I was anything but excited my when my phone beeped to tell me I had a text message. It’s not that I didn’t like getting text messages from my wife- to the contrary. In fact, I was really looking forward to hearing updates about what was going on at the hospital, but her message rattled me a little bit.
“The birth father is here. Don’t worry, he’s really easy to talk to and you’ll like him,” her text said.
I wasn’t looking forward to meeting him. Of course, he had a right to be at the hospital. After all, his daughter was the one being born that day. If anything, I was the one who didn’t have any right to be there.
So I sat at work all morning that day thinking about the fact that our soon-to-be daughter’s birth father came to the hospital much, much earlier than I expected, and he would be there for the delivery, not just to see her after she was born.
He hadn’t ever done anything to make me uncomfortable with his presence.

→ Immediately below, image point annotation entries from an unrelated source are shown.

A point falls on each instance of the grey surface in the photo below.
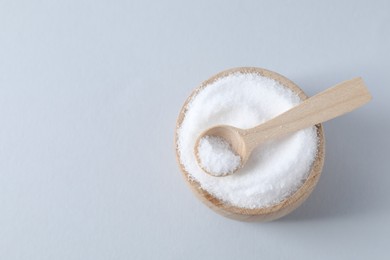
(89, 95)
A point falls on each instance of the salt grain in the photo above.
(217, 156)
(276, 169)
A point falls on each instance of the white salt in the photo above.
(217, 156)
(275, 169)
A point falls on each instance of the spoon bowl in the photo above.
(333, 102)
(270, 212)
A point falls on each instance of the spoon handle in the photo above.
(333, 102)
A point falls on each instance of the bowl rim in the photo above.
(265, 213)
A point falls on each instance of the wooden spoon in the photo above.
(333, 102)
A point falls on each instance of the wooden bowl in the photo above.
(258, 214)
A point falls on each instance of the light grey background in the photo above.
(89, 95)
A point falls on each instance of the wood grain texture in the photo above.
(331, 103)
(257, 214)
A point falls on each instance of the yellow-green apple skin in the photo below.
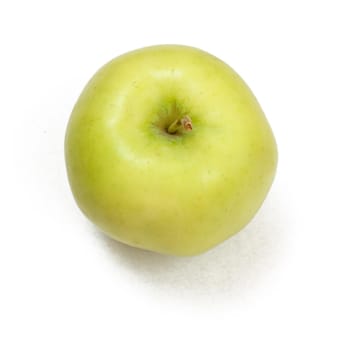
(174, 193)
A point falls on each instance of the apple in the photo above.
(168, 150)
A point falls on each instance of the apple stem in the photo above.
(185, 123)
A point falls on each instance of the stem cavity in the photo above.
(183, 124)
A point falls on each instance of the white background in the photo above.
(282, 283)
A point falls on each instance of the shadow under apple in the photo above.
(235, 267)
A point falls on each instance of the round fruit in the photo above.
(168, 150)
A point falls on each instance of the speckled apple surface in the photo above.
(176, 193)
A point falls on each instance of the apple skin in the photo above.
(174, 194)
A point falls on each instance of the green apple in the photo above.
(168, 150)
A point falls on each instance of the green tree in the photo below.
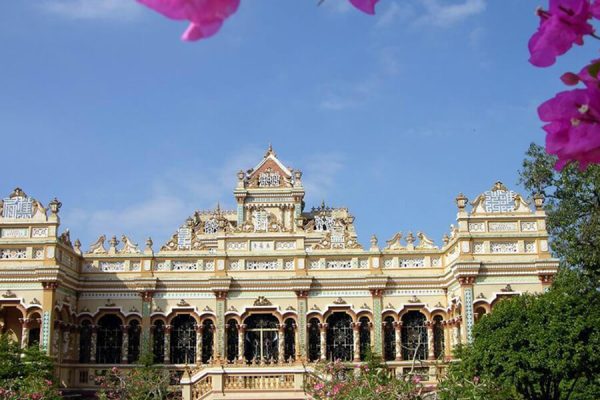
(25, 373)
(545, 346)
(572, 205)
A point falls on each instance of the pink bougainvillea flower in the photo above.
(366, 6)
(573, 126)
(565, 23)
(206, 16)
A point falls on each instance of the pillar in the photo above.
(377, 295)
(398, 339)
(167, 358)
(430, 341)
(199, 329)
(323, 341)
(24, 331)
(241, 342)
(125, 344)
(281, 344)
(356, 340)
(93, 343)
(302, 345)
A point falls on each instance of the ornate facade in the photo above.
(241, 302)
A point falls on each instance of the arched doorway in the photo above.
(183, 339)
(340, 338)
(261, 338)
(414, 336)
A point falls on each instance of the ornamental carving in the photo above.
(262, 301)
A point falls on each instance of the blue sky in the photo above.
(103, 106)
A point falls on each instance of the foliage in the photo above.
(372, 381)
(148, 382)
(25, 373)
(545, 346)
(572, 206)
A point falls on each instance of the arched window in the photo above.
(340, 340)
(389, 339)
(314, 340)
(133, 346)
(290, 340)
(414, 336)
(364, 337)
(232, 340)
(438, 336)
(158, 341)
(110, 340)
(85, 340)
(262, 338)
(183, 340)
(208, 332)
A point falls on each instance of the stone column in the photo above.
(323, 341)
(302, 344)
(167, 358)
(281, 344)
(125, 344)
(24, 331)
(398, 339)
(199, 329)
(93, 343)
(430, 341)
(241, 342)
(356, 340)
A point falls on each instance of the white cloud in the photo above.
(93, 9)
(440, 13)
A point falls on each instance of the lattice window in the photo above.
(364, 337)
(109, 340)
(133, 345)
(183, 340)
(340, 342)
(290, 340)
(85, 340)
(414, 336)
(262, 338)
(208, 335)
(211, 226)
(158, 339)
(232, 340)
(438, 337)
(389, 339)
(314, 340)
(259, 220)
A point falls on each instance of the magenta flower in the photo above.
(565, 23)
(206, 16)
(573, 126)
(366, 6)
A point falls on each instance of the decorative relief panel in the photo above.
(184, 266)
(504, 247)
(285, 245)
(262, 265)
(412, 262)
(237, 246)
(261, 246)
(14, 233)
(12, 254)
(477, 227)
(112, 266)
(39, 232)
(478, 247)
(502, 226)
(339, 264)
(529, 226)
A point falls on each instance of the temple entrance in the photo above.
(261, 338)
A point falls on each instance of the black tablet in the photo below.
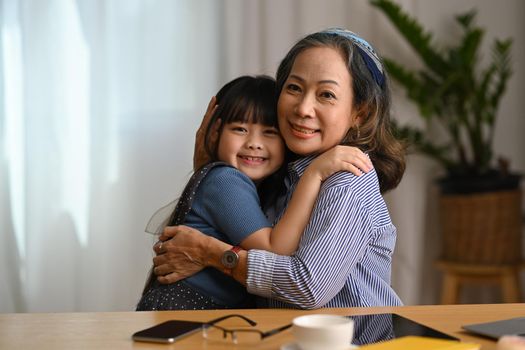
(379, 327)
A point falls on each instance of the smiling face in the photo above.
(315, 104)
(255, 149)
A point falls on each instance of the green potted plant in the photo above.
(453, 92)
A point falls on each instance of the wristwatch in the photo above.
(230, 258)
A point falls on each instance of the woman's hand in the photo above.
(340, 158)
(200, 156)
(181, 253)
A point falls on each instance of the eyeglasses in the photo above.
(211, 331)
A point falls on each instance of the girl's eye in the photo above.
(238, 128)
(271, 131)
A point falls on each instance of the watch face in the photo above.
(229, 259)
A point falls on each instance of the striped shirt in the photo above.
(345, 254)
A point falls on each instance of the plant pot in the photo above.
(482, 228)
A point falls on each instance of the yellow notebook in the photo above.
(420, 343)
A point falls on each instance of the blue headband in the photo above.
(365, 50)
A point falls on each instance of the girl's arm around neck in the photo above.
(284, 238)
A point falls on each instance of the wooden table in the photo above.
(112, 330)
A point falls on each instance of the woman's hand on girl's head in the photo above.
(200, 156)
(340, 158)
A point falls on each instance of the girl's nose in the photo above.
(254, 142)
(254, 145)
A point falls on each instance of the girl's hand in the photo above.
(340, 158)
(200, 156)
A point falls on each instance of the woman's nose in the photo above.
(305, 107)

In fact, I had never even met him. It was just the fact that he was a birth father (or soon to be one). During our first adoption, the birth father did nothing but cause problems. He didn’t want to parent the child, but he sure did want to make things difficult. His actions didn’t exactly leave me with a good taste in my mouth when I thought about birth fathers, so I entered our second adoption experience with an aversion to anyone playing his role. That changed with our second adoption, though.
I was called right before it was time for the actual delivery, and then I dropped everything I was doing and rushed down to the delivery room. There he was, right by the birth mother’s side. And because I showed up just in time for the action to start, we didn’t have a chance to get to know each other before our little girl was born.
There were a lot of emotions running wild at the hospital that day. I imagine that’s pretty normal. It was a very different experience from our first adoption, for which we were also present in the delivery room, but they both had the same level of intensity. The calmest person out of everybody involved was probably the birth father.
Conversation started a little bit slowly once we did get a chance to calm down from the intensity of a new life coming into the world. We’re both guitar players, so we had that to talk about. We both like similar types of music, so we had that, too. We sing, we perform, and all that good stuff, so we talked a lot about our hobbies.
We spent the entire day getting to know each other. Luckily for us, he didn’t come into the relationship with preconceived stereotypes and biases about what adoptive parents are like. His intentions and his personality gave us a chance to get to know each other to build the relationship we have now.
Above all, I have a great appreciation now for the positive presence and influence a birth father can have on an open adoption relationship. We’ve driven the five hours to see him a few times, and he’s driven to see us as well. I know that what he did nearly a year ago at the hospital that day and ever since has been out of love for our little girl. I will always be glad that we get to share our lives and experiences with him. Birth fathers are, unfortunately, left of out or pushed aside sometimes, and they shouldn’t be. Our experience wouldn’t be nearly as wonderful without him. Birth fathers are awesome.